For those from some religious or cultural backgrounds, it can be hard to access community, traditional foods or religious services in rural areas, he said.
"Saskatchewan has traditionally been very, very difficult for international medical graduates who are not of a Christian or atheist background," Reitz said.
Many come to realize they would be "happier, healthier and in a better financial state after a year … moving anywhere else, whether it's centrally or out of province," he said.
Pay is another factor in turnover, with the compensation not always matching the long hours rural physicians are expected to work, said Reitz.
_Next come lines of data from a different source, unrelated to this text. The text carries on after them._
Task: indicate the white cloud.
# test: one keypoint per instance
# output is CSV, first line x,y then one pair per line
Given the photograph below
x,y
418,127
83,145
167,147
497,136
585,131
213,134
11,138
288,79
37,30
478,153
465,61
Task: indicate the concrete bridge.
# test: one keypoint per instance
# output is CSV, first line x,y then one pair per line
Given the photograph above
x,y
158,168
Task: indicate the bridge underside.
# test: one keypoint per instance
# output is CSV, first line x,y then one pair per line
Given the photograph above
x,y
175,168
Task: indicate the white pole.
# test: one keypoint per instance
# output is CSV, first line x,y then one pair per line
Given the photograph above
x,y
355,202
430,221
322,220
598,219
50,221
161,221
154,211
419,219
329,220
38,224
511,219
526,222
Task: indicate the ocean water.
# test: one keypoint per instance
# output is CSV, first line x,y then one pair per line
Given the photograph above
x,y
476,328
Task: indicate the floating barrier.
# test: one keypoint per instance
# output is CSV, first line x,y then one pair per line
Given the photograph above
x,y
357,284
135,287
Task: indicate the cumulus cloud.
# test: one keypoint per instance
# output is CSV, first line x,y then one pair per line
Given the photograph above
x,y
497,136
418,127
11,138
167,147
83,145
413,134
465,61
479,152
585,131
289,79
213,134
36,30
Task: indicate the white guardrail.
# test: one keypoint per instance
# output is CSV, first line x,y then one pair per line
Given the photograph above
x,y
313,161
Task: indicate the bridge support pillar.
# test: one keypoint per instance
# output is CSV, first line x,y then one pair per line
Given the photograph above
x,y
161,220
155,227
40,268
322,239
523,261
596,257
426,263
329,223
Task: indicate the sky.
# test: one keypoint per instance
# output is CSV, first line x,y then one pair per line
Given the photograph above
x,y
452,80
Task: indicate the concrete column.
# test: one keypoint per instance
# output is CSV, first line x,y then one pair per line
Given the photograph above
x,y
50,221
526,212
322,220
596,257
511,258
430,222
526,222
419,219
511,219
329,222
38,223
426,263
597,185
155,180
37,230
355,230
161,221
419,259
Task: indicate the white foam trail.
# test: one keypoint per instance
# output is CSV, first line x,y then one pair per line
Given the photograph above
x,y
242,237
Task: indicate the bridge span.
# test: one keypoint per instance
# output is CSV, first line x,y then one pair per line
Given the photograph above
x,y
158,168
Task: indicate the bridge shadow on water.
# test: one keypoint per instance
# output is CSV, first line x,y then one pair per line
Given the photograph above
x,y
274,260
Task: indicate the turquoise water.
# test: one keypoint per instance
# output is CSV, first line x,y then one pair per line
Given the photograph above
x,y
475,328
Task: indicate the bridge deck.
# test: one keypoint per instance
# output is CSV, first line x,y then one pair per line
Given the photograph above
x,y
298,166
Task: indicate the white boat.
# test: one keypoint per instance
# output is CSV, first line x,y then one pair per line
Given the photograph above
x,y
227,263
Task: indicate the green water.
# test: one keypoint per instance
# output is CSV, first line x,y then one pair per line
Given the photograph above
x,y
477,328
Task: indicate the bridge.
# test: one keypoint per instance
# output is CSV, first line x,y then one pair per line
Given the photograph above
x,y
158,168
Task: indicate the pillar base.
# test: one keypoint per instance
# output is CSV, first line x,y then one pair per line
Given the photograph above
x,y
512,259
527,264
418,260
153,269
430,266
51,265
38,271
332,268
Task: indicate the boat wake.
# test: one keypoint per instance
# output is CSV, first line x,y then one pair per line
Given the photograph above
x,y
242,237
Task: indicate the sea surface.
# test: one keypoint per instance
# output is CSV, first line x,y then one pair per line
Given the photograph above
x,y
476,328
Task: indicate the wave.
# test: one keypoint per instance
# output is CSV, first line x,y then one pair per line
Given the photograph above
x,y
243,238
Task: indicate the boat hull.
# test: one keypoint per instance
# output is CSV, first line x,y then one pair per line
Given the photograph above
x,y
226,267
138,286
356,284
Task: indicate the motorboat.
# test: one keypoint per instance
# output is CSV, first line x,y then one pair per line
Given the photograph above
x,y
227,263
"Being a physician is not the high-paying job that it used to be 20 or 30 years ago," he said.
"But then again, how do you sell to the public that a doctor is not being adequately paid? This is something which both culturally, as well as historically, is a very difficult argument to make."
'We have a lot of interest'
The head of the Saskatchewan Healthcare Recruitment Agency says it works with international applicants to try to ease the transition.
"Once we are aware of an applicant, we start working with them to understand where they were educated, what their currency or practice is, if they would be new to Canada," said chief executive officer Terri Strunk.
The provincial agency's role is to reach out to medical residents and graduates locally, nationally and globally to try to find physicians, she said.
There are many qualifications that have to be met through the Royal College of Physicians and Surgeons of Canada, the national regulatory body, she said.
Once a doctor is deemed eligible, the College of Physicians and Surgeons of Saskatchewan and the Saskatchewan Health Authority work to determine which vacancy they could fill, said Strunk.
The province offers competitive incentives and opportunities to doctors, and "we have a lot of interest in Saskatchewan because of the nature of our physician workforce here," she said.
"They want to make that decision, and then what's the fastest way I can get there."
With that, there needs to be consideration for international workers around where they should be located and how they can best be prepared to practise there, said Strunk.
"Practising in a rural area of Saskatchewan is different from practising in one of our rural centres," she said.
"You might have a physician, you know, practising in a remote or rural community of Saskatchewan that may have never seen … an agricultural accident before."
The recruitment agency has worked hard over the last year to share information with communities about which factors influence retention of health-care workers in rural and remote areas, said Strunk.
"Communities are the first to want to keep their health facilities open — they want to keep their doctors there, but oftentimes they don't know what they don't know," she said.
"They may not realize that … [doctor] might be feeling socially isolated, or perhaps the spouse hasn't been able to find work."
The agency is also looking at what has worked for communities that have good retention, and sharing that with others through a health-care tool kit.
"It's just also about making sure that we, as a recruitment agency … and the employer at the Saskatchewan Health Authority and that community know who that physician is, what their needs are, as much as we can," Strunk said.